The Lady in the Painting abruptly stood up. For the first time, a trace of shock appeared in her otherwise tranquil eyes—only to quickly transform into fervent admiration.
“Wonderful! Absolutely wonderful!”
She clapped her hands, her laughter carrying a slightly unhinged edge.
“Very few people in this world can recognize Seven-Leaf Soul-Severing Grass. Even fewer know about this mixed toxicity! Su Hewan, you truly are an extraordinary person!”
She slowly walked down from the high platform, every step graceful like lotus blossoms blooming beneath her feet, her attention seemingly completely drawn to Su Hewan.
“A talent like you—if you only run a rouge shop, it’s truly a waste. How about…”
At that very instant—
Lu Yan and Shen Jue exchanged a glance.
“Oh no, the wine’s hitting me! I can’t hold it anymore!” Shen Jue suddenly clutched his stomach and shouted in agony, completely abandoning all dignity.
“Guards, hurry and help your master to the latrine! Quickly!”
Lu Yan’s mouth twitched. Suppressing the urge to kick him across the room, he darkened his face and helped support Shen Jue. “Master, this way.”
Using that crude excuse, the two of them quickly slipped away from the crowd and ducked into the side corridor.
The moment they left everyone’s sight, the pain on Shen Jue’s face vanished instantly.
“This woman’s attention is entirely on Su Hewan. We probably have the time it takes to burn one stick of incense.”
“That’s enough.” A cold flash appeared in Lu Yan’s hand as a dagger was already in his grip.
The two moved like ghosts through the maze-like ship cabins.
Relying on the Jin Yiwei’s instinctive understanding of architectural structures, Lu Yan quickly locked onto a hidden door that was heavily guarded.
Two mute burly men stood watch at the entrance. Before they could even see who had arrived, their necks suddenly felt cold—two lines of blood spurted out as they collapsed silently.

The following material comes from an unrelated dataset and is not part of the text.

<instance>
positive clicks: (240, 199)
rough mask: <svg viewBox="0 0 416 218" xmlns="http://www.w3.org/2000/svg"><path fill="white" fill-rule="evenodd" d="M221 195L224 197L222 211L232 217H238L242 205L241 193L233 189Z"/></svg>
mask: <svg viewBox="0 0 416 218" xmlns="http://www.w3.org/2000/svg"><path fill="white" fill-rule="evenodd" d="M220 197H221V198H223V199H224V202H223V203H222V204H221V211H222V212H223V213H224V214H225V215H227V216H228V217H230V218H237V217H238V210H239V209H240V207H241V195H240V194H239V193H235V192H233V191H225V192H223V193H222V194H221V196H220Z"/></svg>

Lu Yan kicked the hidden door open.
A thick stench of blood mixed with the rotting smell of medicinal residue rushed toward them.
Even Lu Yan—who had long been accustomed to the tortures of the imperial prison—couldn’t help but suck in a sharp breath.
This was an enormous secret chamber.
The walls were lined with unknown instruments of torture and tubes. In the center of the room stood several iron beds.
Lying on them were the missing sons of wealthy families.